Marcus kept his back turned to her. “I dropped him off at Adrian’s so we can talk in private.”

Panic gushed in to drown the butterflies. “You did what? Are you out of your freaking mind?” She marched up to him, her spine straight, her gut gathered in a painful snarl. “I don’t care if he’s your son, he’s still a Rogue. And Ben’s soul is pretty darn compelling.”

He spun around to face her, his expression grim, rage sizzling in his eyes. “He’s safe. Which is more than I can say for the rest of humanity.”

“What do you mean by that?”

“You’ve been holding out on me, Regan. The boy’s been having visions of Kyros pressing a knife to his throat, and you don’t deem it important enough to tell me?”
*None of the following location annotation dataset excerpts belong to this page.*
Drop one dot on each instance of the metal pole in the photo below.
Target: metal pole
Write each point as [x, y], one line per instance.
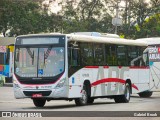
[117, 7]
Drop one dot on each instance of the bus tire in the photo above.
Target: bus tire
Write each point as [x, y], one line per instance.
[83, 100]
[145, 94]
[39, 102]
[90, 100]
[124, 98]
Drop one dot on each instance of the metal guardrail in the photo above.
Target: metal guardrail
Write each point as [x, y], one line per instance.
[2, 80]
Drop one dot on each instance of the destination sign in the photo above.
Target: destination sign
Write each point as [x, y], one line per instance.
[154, 54]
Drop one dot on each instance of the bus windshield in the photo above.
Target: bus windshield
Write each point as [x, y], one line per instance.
[46, 61]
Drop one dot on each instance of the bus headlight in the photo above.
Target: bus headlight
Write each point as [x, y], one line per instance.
[60, 84]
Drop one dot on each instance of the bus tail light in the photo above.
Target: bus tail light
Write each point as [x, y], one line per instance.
[60, 84]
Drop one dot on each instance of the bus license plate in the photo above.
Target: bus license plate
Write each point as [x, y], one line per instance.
[37, 95]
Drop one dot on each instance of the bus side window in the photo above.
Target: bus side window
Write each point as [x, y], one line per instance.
[73, 56]
[7, 56]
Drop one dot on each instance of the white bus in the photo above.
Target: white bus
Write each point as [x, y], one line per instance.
[81, 68]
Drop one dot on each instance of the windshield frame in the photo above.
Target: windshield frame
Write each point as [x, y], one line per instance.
[44, 78]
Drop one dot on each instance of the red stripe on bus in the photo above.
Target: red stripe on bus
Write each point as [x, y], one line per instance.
[131, 67]
[111, 80]
[139, 67]
[91, 67]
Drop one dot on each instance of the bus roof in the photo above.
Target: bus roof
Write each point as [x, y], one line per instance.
[102, 39]
[150, 41]
[84, 38]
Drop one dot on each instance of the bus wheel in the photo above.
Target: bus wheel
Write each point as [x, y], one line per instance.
[39, 102]
[90, 100]
[83, 100]
[145, 94]
[124, 98]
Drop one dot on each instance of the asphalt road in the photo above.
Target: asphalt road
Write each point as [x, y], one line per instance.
[136, 104]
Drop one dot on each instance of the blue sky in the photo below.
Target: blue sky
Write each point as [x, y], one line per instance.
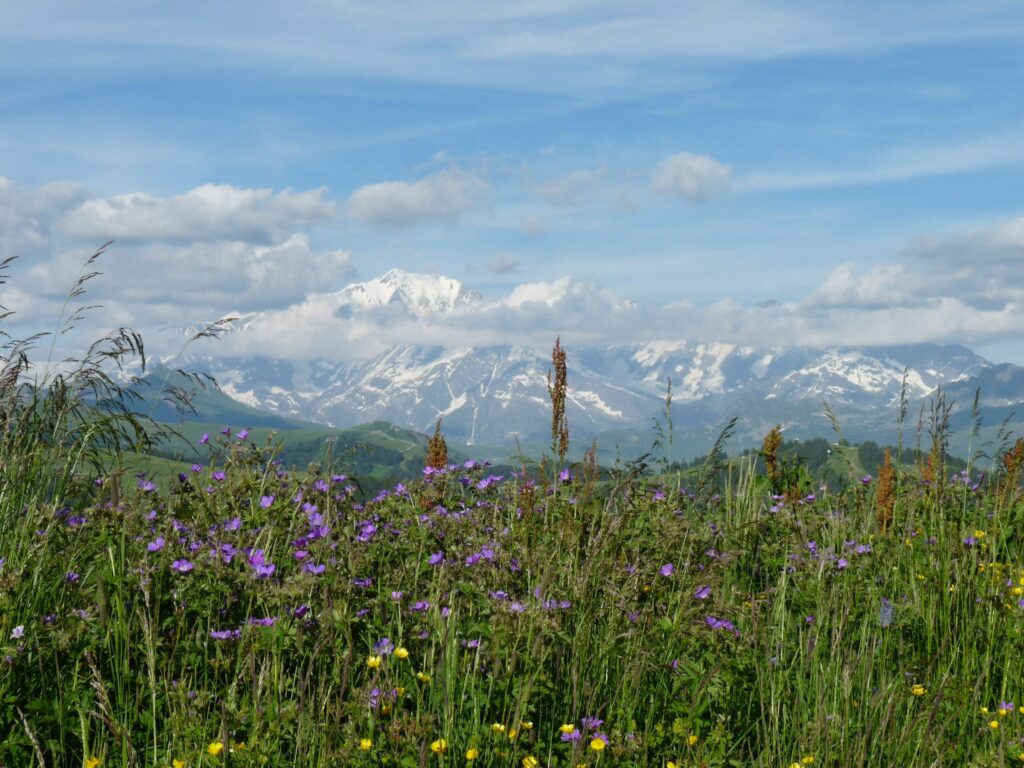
[858, 163]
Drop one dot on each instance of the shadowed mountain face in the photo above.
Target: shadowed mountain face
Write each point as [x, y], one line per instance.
[496, 394]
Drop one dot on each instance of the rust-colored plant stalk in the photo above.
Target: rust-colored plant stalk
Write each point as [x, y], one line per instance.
[885, 494]
[556, 391]
[1013, 461]
[770, 446]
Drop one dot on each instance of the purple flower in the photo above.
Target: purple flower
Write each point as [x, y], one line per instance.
[721, 624]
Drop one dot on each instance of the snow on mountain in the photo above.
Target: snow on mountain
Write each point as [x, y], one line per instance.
[418, 295]
[495, 394]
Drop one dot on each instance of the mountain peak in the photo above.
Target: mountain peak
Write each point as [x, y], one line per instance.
[418, 295]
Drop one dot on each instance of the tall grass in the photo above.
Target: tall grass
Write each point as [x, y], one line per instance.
[255, 615]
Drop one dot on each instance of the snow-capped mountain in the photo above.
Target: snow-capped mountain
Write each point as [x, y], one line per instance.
[494, 395]
[417, 295]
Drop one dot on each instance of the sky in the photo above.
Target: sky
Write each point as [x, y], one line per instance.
[763, 173]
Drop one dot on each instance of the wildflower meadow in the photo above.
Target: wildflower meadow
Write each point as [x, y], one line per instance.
[245, 612]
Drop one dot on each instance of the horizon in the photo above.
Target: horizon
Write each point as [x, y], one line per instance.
[753, 171]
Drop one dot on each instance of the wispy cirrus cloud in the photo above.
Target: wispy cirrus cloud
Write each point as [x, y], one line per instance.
[398, 205]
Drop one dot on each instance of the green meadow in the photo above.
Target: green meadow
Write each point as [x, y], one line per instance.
[235, 608]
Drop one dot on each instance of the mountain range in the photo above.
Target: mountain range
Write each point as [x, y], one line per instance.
[489, 397]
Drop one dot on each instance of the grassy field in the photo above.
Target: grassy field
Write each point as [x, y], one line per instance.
[738, 613]
[249, 616]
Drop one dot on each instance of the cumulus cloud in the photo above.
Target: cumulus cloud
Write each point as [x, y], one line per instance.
[208, 212]
[940, 290]
[983, 267]
[695, 177]
[442, 196]
[202, 254]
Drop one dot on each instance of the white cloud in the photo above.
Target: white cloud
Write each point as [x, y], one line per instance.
[442, 196]
[208, 212]
[696, 177]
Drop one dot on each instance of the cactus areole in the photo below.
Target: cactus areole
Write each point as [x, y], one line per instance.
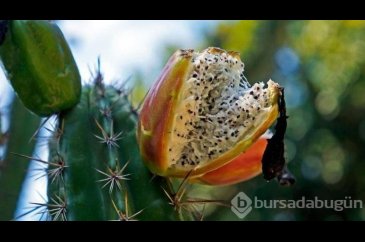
[201, 113]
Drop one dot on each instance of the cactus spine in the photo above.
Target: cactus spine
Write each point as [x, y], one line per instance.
[100, 175]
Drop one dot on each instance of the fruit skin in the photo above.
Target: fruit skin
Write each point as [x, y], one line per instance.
[39, 64]
[244, 167]
[157, 115]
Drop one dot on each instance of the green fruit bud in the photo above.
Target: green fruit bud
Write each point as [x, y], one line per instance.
[39, 64]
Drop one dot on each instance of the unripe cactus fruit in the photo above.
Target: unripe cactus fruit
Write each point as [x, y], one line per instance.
[39, 64]
[201, 113]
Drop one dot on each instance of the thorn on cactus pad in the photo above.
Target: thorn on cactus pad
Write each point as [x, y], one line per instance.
[180, 201]
[109, 140]
[125, 216]
[54, 170]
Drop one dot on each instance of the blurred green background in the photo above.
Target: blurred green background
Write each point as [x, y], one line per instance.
[321, 66]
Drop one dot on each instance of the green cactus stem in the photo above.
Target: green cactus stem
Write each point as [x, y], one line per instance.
[12, 168]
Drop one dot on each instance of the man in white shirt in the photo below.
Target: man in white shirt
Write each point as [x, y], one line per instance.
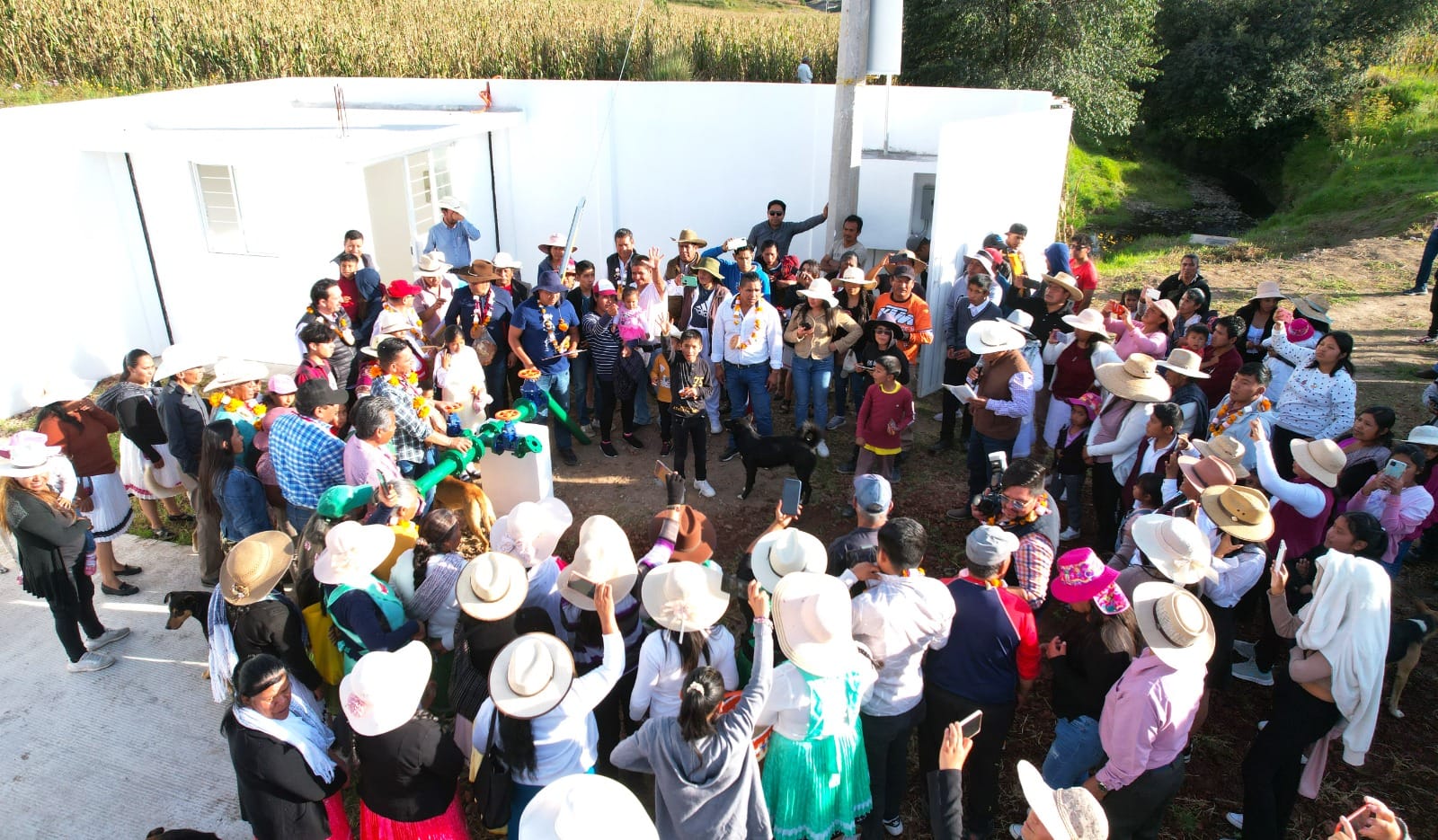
[748, 340]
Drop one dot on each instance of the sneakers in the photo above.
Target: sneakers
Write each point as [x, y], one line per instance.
[91, 662]
[107, 638]
[1248, 672]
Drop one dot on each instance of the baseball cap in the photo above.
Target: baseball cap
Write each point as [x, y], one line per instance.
[872, 493]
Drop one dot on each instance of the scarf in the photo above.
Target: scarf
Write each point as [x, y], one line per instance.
[302, 728]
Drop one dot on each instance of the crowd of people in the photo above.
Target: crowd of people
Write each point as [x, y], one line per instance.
[1150, 481]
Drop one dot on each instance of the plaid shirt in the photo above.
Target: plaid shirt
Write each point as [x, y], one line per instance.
[409, 430]
[306, 456]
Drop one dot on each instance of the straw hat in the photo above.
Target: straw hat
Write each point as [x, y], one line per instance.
[352, 551]
[1320, 459]
[493, 588]
[787, 551]
[697, 536]
[385, 689]
[568, 807]
[821, 289]
[1176, 547]
[1133, 378]
[1174, 623]
[255, 566]
[1066, 813]
[812, 623]
[685, 596]
[989, 337]
[531, 675]
[1066, 282]
[531, 529]
[57, 387]
[604, 557]
[1238, 511]
[1226, 449]
[232, 371]
[1185, 361]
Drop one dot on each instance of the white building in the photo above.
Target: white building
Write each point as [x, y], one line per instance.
[205, 215]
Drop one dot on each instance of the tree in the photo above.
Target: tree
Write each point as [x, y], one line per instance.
[1095, 52]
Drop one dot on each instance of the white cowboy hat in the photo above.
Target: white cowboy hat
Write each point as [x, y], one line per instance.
[1174, 623]
[1176, 547]
[531, 675]
[232, 371]
[603, 557]
[812, 623]
[685, 596]
[531, 531]
[568, 807]
[1133, 378]
[57, 387]
[989, 337]
[352, 551]
[179, 358]
[1066, 813]
[1184, 361]
[383, 691]
[787, 551]
[821, 289]
[493, 588]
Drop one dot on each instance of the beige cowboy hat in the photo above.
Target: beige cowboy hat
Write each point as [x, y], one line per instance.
[232, 371]
[385, 689]
[812, 623]
[787, 551]
[1176, 547]
[989, 337]
[1133, 378]
[1066, 282]
[493, 588]
[255, 566]
[1184, 361]
[688, 236]
[1320, 459]
[1238, 511]
[531, 675]
[1174, 623]
[603, 557]
[685, 596]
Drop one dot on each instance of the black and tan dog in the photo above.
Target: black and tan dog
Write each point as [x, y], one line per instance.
[773, 450]
[1406, 645]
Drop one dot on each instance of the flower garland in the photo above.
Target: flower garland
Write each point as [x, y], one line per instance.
[1227, 414]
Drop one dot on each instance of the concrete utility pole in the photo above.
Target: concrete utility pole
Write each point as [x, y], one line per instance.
[848, 133]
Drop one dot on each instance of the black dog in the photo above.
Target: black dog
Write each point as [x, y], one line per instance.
[774, 450]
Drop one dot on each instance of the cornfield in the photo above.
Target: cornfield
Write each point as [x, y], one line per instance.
[173, 43]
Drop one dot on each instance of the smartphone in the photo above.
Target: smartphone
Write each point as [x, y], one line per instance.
[790, 500]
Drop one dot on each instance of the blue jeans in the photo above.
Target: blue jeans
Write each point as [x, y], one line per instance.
[750, 385]
[812, 380]
[558, 385]
[1075, 753]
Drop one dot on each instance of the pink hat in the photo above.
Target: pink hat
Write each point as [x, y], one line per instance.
[1090, 403]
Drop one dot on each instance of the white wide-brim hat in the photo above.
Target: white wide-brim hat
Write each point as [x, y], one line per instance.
[685, 596]
[531, 675]
[1176, 624]
[787, 551]
[383, 691]
[568, 809]
[493, 586]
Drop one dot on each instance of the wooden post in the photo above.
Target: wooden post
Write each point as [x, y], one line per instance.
[848, 133]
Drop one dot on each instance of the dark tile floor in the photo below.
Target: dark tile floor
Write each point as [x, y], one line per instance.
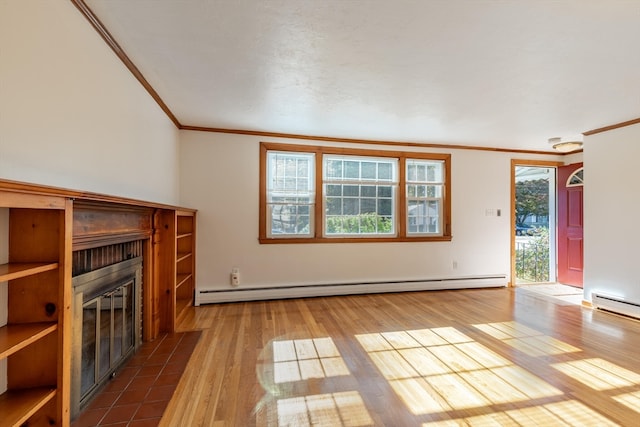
[140, 392]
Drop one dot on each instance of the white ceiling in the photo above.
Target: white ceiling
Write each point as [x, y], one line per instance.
[491, 73]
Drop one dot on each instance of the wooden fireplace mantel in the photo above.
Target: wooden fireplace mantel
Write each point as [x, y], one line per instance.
[46, 225]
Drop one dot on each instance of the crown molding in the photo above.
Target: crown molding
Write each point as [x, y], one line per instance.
[120, 53]
[611, 127]
[86, 11]
[365, 141]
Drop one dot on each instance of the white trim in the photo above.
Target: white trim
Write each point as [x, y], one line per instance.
[204, 296]
[616, 305]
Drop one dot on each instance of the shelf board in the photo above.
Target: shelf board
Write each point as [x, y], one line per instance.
[182, 256]
[17, 406]
[14, 338]
[182, 278]
[181, 305]
[16, 270]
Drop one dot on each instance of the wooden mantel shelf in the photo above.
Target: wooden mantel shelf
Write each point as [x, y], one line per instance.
[44, 190]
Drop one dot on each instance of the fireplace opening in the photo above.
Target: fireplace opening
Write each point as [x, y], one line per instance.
[106, 326]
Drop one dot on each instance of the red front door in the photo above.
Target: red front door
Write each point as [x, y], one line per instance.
[570, 226]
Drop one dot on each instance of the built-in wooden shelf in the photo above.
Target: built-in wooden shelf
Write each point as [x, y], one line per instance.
[16, 406]
[14, 338]
[181, 305]
[182, 278]
[182, 257]
[177, 229]
[13, 271]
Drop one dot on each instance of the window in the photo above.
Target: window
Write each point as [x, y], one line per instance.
[359, 195]
[325, 194]
[425, 182]
[290, 194]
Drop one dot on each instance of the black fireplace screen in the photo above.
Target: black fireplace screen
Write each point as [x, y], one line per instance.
[107, 321]
[107, 335]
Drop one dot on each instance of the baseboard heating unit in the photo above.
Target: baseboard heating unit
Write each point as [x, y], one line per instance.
[616, 305]
[204, 296]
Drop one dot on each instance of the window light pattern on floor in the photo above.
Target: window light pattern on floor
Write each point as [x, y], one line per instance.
[566, 413]
[303, 359]
[598, 374]
[441, 369]
[332, 409]
[630, 400]
[526, 340]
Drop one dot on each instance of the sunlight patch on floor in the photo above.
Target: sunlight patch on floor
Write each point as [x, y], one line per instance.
[331, 409]
[296, 360]
[566, 413]
[630, 400]
[442, 369]
[598, 373]
[526, 340]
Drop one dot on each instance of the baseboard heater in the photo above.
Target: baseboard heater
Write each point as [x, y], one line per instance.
[204, 296]
[616, 305]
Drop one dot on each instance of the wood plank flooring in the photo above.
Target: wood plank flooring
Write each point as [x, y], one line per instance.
[502, 357]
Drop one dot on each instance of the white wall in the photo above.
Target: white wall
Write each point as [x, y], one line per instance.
[72, 115]
[220, 176]
[611, 206]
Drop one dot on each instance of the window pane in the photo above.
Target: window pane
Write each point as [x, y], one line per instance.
[352, 170]
[385, 171]
[384, 207]
[367, 205]
[333, 169]
[363, 205]
[334, 190]
[333, 206]
[351, 191]
[290, 194]
[368, 191]
[368, 170]
[385, 191]
[424, 196]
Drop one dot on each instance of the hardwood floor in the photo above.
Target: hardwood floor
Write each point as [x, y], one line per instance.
[473, 357]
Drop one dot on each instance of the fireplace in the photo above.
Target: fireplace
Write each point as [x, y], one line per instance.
[106, 325]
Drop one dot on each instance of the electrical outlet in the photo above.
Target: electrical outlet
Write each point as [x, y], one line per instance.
[235, 276]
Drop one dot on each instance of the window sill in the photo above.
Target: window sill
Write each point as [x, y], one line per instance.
[339, 240]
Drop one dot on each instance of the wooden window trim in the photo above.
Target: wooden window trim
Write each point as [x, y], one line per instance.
[318, 215]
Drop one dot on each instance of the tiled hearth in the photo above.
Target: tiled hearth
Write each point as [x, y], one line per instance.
[140, 392]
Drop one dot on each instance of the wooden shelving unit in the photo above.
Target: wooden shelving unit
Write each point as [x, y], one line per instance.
[46, 226]
[33, 341]
[176, 271]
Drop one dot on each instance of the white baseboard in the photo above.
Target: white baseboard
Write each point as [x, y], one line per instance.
[204, 296]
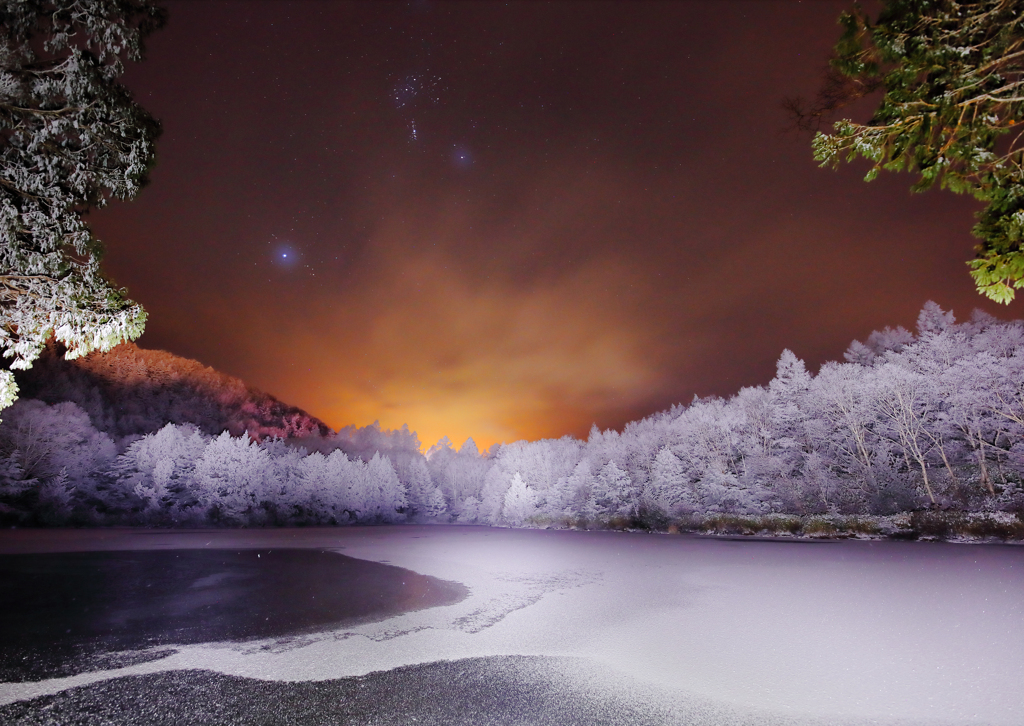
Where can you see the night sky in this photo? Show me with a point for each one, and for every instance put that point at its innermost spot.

Crap. She should’ve known better than to leave the two of them alone together. Now the cat was out of the bag, and she had no clue how Marcus would react.

“It was just a dream,” she said, averting her gaze even as she willed herself not to.

“Who are you trying to fool? Me or you?”

“Nothing is certain,” she argued. “We can’t predict the future.”

“But Ben can, and he’s convinced Kyros is going to kill him.” Muttering an oath, he stalked away from the window. “We fucked up, Regan. Royally. Cal was right. By choosing to protect Ben, we’ve all but damned mankind.”

She gripped his arm, felt his muscles flex beneath her palm, as unyielding as a spool of braided wire. “We don’t know that. The future isn’t set in stone. We can still change it.”

He turned on her. “And what if we can’t? What if everything we do, every choice we make, leads only to one possible outcome?”

“Then we’ve got nothing to lose. Either way, the world is screwed.” If fate truly couldn’t be altered, then their actions didn’t matter, not one goddamn bit.

The fight went out of him. He rubbed his eyes, sighed. “Maybe so, but that doesn’t mean we shouldn’t try to do the right thing.”

“And what is the right thing? How do we ever really know which path to choose?” That question had been harassing her a lot lately. She was conflicted, torn between reason and instinct. Her gut told her one thing, her mind another. Which of the two should she trust?

He captured her gaze with his, and emotion all but obliterated thought. “Wish I knew.”

She noted the reluctance in his gaze, the faithful shadow of doubt. Ignoring caution, she raised her hand to his cheek. “Please don’t bail on me now, Marcus.”

His sharp intake of breath should’ve warned her. She should’ve known better than to touch him, to allow him to see her so vulnerable, but the truth spilled from her heart before she could stop it. “I need you.” Not only for Ben’s sake, but for her own. The thought of going on without him left her raw and bruised and aching inside.

Another oath, then his hands whipped up to bracket her face. He yanked her close, and his mouth crushed hers with a hunger that stole her next breath and made the butterflies rage out of control again. His kiss was like nothing she’d ever known, tender and brutal, all fire and desperation, yet graced with a reverent temperance that made her feel cherished.

Energy swept through them, consumed them. She wrapped her arms around his neck and drew him to her. The feel of his hard body pressed against hers, the gentle roughness of his fingers as they combed through her hair to cup her scalp, the sweet, intoxicating taste of him made her knees buckle. If she hadn’t been holding on to him, she might have fallen.

With a violent sweep of his arm, he sent the pages flying off the console and lifted her onto it. He wedged himself between her legs, his mouth assaulting hers in a way that banished every last thought from her head.
 

Those maddening hands of his traveled down her back, sent a pleasant shiver skittering along her spine. He flattened her breasts against his chest as he continued to drink from her mouth.